Nigeria: Of Igbos and the Illusory Biafran Dream

7 September 2017
opinion

One was a military officer and the governor of the Eastern Region of Nigeria. He commanded both military and political leadership of the region. He started what has now turned into an unrelenting mania amongst those from the Eastern region - the clamour for the utopian state of Biafra. Emeka Odumegwu-Ojukwu went to war to actualise Biafra and lost out badly. Some will argue to this day that he did not need Biafra to resolve the prevailing problems of those days.

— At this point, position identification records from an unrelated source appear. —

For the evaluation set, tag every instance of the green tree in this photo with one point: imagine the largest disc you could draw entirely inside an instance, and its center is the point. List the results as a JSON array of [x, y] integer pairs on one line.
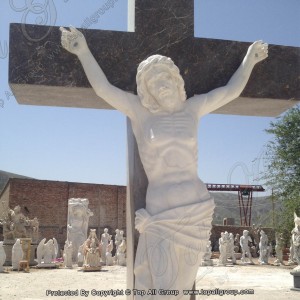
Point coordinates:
[[283, 167]]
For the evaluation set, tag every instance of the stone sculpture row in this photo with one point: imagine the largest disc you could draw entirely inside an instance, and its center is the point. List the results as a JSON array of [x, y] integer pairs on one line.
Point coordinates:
[[16, 225]]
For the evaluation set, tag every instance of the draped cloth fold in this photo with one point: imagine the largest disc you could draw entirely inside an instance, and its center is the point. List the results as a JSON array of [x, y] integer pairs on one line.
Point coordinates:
[[171, 247]]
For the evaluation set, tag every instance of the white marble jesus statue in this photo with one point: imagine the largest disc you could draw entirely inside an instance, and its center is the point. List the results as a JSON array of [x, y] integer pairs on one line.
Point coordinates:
[[175, 224]]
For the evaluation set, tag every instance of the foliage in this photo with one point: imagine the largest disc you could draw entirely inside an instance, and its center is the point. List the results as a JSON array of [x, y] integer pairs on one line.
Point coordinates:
[[283, 167]]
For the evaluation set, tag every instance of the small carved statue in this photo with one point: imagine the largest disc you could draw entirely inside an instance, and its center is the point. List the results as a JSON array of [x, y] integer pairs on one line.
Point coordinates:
[[2, 257], [17, 254], [47, 252], [92, 251], [68, 253], [279, 249], [109, 258], [230, 248], [105, 240], [263, 248], [244, 242]]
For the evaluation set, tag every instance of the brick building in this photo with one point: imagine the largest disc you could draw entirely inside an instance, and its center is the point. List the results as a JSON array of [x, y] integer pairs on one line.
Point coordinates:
[[48, 201]]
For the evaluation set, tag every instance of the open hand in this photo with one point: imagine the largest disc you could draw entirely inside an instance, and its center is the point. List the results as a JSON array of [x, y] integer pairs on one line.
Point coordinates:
[[73, 40]]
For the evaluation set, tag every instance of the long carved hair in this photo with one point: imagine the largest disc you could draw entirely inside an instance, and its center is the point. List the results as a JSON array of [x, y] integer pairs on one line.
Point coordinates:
[[146, 98]]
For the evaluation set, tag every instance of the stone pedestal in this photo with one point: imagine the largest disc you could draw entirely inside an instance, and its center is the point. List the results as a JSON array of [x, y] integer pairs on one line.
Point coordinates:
[[8, 251]]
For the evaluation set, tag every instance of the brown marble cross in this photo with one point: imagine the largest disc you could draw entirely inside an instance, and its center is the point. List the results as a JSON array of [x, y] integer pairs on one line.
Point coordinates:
[[42, 73]]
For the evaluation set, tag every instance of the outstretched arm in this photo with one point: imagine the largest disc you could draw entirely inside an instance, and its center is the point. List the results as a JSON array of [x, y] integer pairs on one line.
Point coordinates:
[[74, 41], [216, 98]]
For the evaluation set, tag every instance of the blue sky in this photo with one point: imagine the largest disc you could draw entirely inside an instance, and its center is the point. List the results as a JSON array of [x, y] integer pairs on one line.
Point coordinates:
[[85, 145]]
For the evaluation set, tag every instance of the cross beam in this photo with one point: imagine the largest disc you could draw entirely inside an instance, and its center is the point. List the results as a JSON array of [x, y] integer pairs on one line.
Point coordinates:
[[42, 73]]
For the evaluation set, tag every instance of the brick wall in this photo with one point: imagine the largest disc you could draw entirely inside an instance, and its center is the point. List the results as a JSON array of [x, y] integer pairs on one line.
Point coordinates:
[[48, 201], [217, 229]]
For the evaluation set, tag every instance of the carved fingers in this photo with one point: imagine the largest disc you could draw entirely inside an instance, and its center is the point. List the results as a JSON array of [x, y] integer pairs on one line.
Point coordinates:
[[72, 40]]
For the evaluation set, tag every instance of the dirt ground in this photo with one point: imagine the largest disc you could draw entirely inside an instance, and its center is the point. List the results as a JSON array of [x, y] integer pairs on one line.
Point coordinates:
[[267, 282]]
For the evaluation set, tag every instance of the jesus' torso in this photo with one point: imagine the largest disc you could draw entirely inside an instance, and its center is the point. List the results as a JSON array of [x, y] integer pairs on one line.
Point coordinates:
[[167, 144]]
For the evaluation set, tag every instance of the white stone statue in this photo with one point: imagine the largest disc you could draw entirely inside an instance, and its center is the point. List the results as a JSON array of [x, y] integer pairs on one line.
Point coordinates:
[[92, 250], [15, 223], [47, 252], [263, 248], [2, 257], [230, 248], [121, 253], [179, 209], [17, 254], [80, 256], [223, 248], [207, 261], [244, 240], [78, 221], [118, 237], [108, 255], [279, 249], [68, 254], [105, 240], [295, 244], [237, 245]]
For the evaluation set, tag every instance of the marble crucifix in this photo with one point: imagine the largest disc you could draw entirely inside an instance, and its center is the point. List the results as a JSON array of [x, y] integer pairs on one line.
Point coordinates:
[[172, 35]]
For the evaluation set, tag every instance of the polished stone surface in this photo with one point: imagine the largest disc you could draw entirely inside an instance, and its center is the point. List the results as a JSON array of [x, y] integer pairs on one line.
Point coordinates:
[[42, 73]]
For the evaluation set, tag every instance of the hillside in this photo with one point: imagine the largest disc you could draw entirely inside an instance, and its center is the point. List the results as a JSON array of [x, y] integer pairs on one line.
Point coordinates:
[[226, 204], [227, 207]]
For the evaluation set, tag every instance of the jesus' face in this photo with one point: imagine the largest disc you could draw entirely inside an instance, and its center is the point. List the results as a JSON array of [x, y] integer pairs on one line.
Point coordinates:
[[162, 86]]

Something, however, was not in doubt, in pursuit of Biafra, ostensibly to liberate his people from the suffocating hegemony almost bothering on fratricide on the part of the Northern oligarchy, Odumegwu Ojukwu saw an opportunity to actualise a power ambition. The consequences of the disastrous Biafran experiment are yet to fade from conscious memory.

The other is nothing but an upstart, a son of an Eze from Isiama Afara in Abia State. Here was a boy who abandoned his studies at the University of Nigeria, Nsukka, to proceed to the United Kingdom where he eventually graduated from Guildhall University (London Metropolitan University, LMU). Nnamdi has no political background, experience or structure to command. Neither has he any military command as back-up. Yet, he talks with reckless abandon, boasting that Nigeria has never seen anything like him. He preaches hate and sows the seeds of ethnic discord, rancour and acrimony. Here was a jobless Nigerian youngster in the UK employed by Ralph Uwazuruike to man the Radio Biafra arm of MASSOB in England. Being an opportunist, Nnamdi saw an avenue to carve a niche for himself. He thought of nothing better than to stir the sentiments of Ojukwu's abandoned dream. Knowing fully well that his people, the Igbo people, are in dire need of ego massaging, he employed the smart use of Biafra rhetoric coupled with fiery propaganda of hate to mobilise gullible people. Here we are now, with the stupid, unfocussed and once again, bitter demand for Biafra.